I’m currently working through Robert Nystrom’s crafting interpreters, specifically the Java implementation of the Lox interpreter. It’s been a really interesting project so far (and apparently I actually remember more of my Programming Languages classes at university than I give myself credit for!), however I’ve been thinking about a more modern / data oriented way of doing things, specifically to do with tokens in the scanner. This blog post tracks my thoughts when trying to use Java’s “new” data oriented language features to more cleanly map to the Haskell language implementations I remember from university.
For the purposes of this blog post I present a super simple language that we will scan, consisting of purely +,- and integer literals. In Haskell we could trivially define this with an ADT:
data Token = TokenOp Operator | TokenNum Int
data Operator = Plus | Minus
Now I present my train of thought when trying to do the same thing in Java:
public sealed interface Token permits Token.Plus, Token.Minus, Token.NumberLit {
record Plus() implements Token {}
record Minus() implements Token {}
record NumberLit(int number) implements Token {}
}
This was roughly my first iteration, using a sealed class with records representing each case in the sum type. However this didn’t sit right with me, there was a lot of repetition and I felt like I was missing the utility of enums.
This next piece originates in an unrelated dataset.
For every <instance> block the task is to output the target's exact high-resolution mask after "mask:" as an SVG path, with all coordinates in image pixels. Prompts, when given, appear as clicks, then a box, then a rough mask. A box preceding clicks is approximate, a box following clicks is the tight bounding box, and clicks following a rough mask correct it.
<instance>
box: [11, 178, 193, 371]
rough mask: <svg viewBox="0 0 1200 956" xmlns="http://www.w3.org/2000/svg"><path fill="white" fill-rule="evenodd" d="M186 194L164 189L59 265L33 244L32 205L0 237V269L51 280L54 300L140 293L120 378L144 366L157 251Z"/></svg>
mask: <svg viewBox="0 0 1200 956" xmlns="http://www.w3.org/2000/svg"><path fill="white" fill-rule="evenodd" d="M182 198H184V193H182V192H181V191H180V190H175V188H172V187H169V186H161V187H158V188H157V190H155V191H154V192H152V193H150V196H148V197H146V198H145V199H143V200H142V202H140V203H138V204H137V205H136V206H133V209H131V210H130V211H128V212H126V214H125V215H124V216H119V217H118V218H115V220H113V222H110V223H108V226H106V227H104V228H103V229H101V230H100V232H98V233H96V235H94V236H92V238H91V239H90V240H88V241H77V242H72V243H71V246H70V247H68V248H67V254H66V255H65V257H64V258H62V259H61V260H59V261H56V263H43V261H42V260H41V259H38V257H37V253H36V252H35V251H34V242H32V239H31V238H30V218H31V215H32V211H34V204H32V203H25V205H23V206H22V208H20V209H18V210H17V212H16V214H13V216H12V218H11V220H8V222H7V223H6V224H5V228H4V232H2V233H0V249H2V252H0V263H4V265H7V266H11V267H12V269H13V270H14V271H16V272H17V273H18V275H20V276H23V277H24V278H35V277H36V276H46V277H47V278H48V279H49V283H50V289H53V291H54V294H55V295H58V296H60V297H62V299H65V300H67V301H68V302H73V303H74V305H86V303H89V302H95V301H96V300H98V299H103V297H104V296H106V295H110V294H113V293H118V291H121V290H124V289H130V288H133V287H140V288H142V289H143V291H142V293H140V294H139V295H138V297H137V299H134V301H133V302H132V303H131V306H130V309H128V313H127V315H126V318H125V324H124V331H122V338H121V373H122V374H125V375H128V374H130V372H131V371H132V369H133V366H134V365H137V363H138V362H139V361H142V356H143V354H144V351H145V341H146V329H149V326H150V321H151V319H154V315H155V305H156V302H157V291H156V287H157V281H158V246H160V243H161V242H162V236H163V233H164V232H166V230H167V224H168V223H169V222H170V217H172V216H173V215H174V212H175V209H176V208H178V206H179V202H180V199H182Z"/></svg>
public sealed interface Token permits Token.Operator, Token.NumberLit {
enum Operator implements Token {
PLUS, MINUS
}
record NumberLit(int number) implements Token {}
}
Here since so many tokens in the language aren’t literals (e.g. they don’t have any variability to them), they don’t need to be records; an enum should suffice.
But then I decided I wanted to add locality (the location in the source code, for error messaging) to a token - for that I’d need to re-balloon my enum into separate records, and have all records have a common loc to them?
That didn’t seem right, I looked back at the book and the Token in the book was a wrapper around a TokenType and a location, so this is eventually what I settled with. I now have a TokenType sealed interface for the data Token = ..., and then a Token record which collects a TokenType and location together. The best of every world!
Using Java sealed types I could get rid of the slightly smelly Object lit in Token and have a cleaner and more type safe implementation (:
record Token(TokenType type, Location loc) {
public record Location(int line, int offset) {}
public sealed interface TokenType permits TokenType.Operator, TokenType.NumberLit {
enum Operator implements TokenType {
PLUS, MINUS
}
record NumberLit(int number) implements TokenType {}
}
}